Hello, guys. I’m not a native english speaker, so don’t mind if I wrote something incorrectly (if you find any error or difficulty in what I wrote just inform me, please).
A little ball is hold by a thread of negligible mass which moves round a vertical axis with constant velocity. It keeps a distance of 0,5m from the axis when the anglo θ is equal 30º (as shown in the figure uploaded). The thread goes through a little hole O in a slab and it is slowly pulled up until the angle Θ becomes 60º. What is the thread’s lenght pulled? What is the variation factor of velocity?
2. Relevant equations
L = rxmv, T*senΘ=mv²/R and T*cosΘ-mg = 0
3. The attempt at a solution
I’ve tried solving this question this way:
"let T1 be the tension when θ1=30º, m*g be the weight and v1 be the velocity. Then we can get tg30º = (m*(v1)²/R1)/(mg) = √3/3 => √3/3*g=v²1/R1 (I)
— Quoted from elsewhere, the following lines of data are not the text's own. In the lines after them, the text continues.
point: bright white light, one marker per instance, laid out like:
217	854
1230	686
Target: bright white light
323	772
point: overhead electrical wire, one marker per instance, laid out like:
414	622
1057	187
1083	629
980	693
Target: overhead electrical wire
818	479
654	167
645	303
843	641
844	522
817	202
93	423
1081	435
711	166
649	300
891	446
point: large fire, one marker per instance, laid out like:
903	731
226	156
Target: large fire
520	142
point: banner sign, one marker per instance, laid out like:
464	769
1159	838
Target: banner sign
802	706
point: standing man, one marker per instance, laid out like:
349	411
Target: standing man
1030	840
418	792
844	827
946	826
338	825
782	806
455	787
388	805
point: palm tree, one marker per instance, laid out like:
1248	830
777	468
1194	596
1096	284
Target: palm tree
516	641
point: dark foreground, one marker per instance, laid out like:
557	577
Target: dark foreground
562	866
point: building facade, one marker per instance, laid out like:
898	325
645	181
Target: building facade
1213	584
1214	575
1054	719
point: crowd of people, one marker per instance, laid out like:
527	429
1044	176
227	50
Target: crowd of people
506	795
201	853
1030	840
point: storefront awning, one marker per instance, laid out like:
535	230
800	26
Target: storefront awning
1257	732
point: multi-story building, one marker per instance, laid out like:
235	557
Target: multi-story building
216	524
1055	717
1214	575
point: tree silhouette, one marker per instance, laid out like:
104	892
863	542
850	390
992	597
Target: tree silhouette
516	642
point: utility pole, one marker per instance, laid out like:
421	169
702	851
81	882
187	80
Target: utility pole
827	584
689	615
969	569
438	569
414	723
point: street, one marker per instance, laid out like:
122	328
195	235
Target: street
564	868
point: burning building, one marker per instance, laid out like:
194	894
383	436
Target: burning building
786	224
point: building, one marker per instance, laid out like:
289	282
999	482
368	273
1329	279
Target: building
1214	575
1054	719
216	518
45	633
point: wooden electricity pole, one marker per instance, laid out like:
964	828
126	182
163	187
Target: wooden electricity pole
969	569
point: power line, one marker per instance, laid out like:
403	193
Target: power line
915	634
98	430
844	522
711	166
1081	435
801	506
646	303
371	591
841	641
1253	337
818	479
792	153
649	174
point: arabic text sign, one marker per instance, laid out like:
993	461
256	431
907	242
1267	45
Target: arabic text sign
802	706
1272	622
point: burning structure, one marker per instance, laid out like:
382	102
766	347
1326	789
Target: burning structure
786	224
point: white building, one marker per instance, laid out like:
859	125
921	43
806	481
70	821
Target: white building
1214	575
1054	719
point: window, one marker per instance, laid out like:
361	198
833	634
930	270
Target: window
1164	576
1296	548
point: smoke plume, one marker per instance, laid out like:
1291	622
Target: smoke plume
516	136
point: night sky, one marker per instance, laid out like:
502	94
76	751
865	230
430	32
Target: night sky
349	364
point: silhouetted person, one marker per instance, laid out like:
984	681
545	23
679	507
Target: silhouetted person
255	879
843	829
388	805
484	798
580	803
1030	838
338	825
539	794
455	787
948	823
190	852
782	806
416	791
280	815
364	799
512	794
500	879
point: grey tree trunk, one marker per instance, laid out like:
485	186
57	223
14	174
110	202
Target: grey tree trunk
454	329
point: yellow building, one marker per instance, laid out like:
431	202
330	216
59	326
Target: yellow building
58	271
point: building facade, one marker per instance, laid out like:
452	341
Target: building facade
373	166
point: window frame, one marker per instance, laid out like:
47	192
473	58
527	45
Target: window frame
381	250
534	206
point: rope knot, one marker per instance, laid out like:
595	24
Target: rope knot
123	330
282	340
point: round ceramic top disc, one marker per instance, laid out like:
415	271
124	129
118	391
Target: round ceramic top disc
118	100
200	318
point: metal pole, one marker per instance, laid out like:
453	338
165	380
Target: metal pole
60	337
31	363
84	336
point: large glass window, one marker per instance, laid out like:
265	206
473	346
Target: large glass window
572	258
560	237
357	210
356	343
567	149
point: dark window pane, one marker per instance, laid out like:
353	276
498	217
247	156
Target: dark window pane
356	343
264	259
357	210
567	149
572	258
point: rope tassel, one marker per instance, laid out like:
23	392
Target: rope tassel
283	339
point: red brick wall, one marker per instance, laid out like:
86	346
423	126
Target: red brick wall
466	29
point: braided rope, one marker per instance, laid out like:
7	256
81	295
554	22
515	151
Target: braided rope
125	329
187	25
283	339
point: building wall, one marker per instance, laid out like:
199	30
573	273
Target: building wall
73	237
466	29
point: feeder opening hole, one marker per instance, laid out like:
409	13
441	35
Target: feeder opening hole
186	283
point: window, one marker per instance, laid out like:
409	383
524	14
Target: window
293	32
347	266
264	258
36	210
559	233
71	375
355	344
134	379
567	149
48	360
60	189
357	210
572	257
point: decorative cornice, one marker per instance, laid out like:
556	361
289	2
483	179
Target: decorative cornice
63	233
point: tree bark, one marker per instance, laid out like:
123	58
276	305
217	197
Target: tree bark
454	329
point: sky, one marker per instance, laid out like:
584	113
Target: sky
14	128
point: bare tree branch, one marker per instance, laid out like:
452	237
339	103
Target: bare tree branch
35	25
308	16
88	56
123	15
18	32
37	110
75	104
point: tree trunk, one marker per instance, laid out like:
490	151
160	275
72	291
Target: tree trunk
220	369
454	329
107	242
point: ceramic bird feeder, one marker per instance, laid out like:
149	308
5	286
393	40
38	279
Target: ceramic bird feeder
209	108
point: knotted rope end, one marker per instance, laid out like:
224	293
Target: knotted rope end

and when Θ=60º we have √3g=v²2/R2. (II)
From these equations I divided I by II:
1/3= (v1/v2)²*R2/R1 and obtained (III). But we threen unknows (v2, R2, v1) and only one equation.
I imagine the angular momentum might conserve in the perpendicular direction to the plane of motion of the mass once it is slowly pulled up, but I have no idea how to apply this.
P.S.: I used R but it is the same in the same meaning as the d in the figure.